For all the nonsense talked about the EU not knowing what the UK wants from BREXIT, the PM reiterated the messages she gave at Lancaster House and at Florence: that we are leaving customs union and the internal market, and that instead, we want to replace them with a mutually advantageous free trade agreement. It couldn’t have been clearer.
In fact, at the election last year 80% of the voters supported parties committed to exactly that: because it was what the Labour, Conservative, DUP and UKIP manifestos promised.
Subsequently, and unfortunately for the strength of the UK’s negotiating stance, the Opposition has sought to join nationalists, Greens, Lib-Dems and Tory rebels in trying to hang on to some aspects of EU membership, be it a customs union or membership of the internal market.
Were they to be successful, they would have to explain to the voters how it was that they broke their pledges at the last election. I can imagine the awkward exchange on the doorsteps:
“You said we would get our money back, but we haven’t. You said that we would take back control of our borders, but we haven’t. You said that we would make our own laws, but we can’t”

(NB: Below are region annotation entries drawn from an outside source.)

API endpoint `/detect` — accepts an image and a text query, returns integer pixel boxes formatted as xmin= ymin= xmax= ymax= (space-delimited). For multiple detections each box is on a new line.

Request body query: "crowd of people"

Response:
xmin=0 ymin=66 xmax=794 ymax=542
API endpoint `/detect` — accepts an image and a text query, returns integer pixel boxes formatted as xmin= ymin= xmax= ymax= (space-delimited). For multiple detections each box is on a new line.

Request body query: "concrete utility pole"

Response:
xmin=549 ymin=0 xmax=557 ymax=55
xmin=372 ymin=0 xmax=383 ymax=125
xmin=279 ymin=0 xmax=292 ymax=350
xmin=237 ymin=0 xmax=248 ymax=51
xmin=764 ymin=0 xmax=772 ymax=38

The intervention of John Major and Tony Blair demanding a second referendum is evidence that all this is just part of a wider campaign.
(If there was one thing that LEAVE and REMAIN both agreed on during the referendum campaign, it was the importance of that one plebiscite in settling the question for a generation. John Major himself stated that “there will not be another referendum: This is it!”)
I told a public meeting at Milford-on-Sea on Saturday of my belief that all the confusion being generated by arguments about the Irish border, the customs union, and the internal market, together with a constant news-feed announcing that the end of the world is nigh, are part of a strategy to delay our departure, demoralise the British people, in order ultimately to defeat BREXIT.
Notwithstanding the relative calm following the PM’s speech on Friday, this campaign will intensify over the next few months with the objective of persuading Parliament to reject whatever agreement that the Government negotiates.
The ‘blurb’ on the cover of Nick Clegg’s latest book How to Stop BREXIT states that it is “essential reading for anyone fearful of the rise of populist extremism”.
Of course, the popular extremists are the 58% of the people of the New Forest who voted to leave.
European elites have form when it comes to defeating the will of the voters.
As the campaign intensifies to wear us down, it comes to this: Are we made of stronger stuff?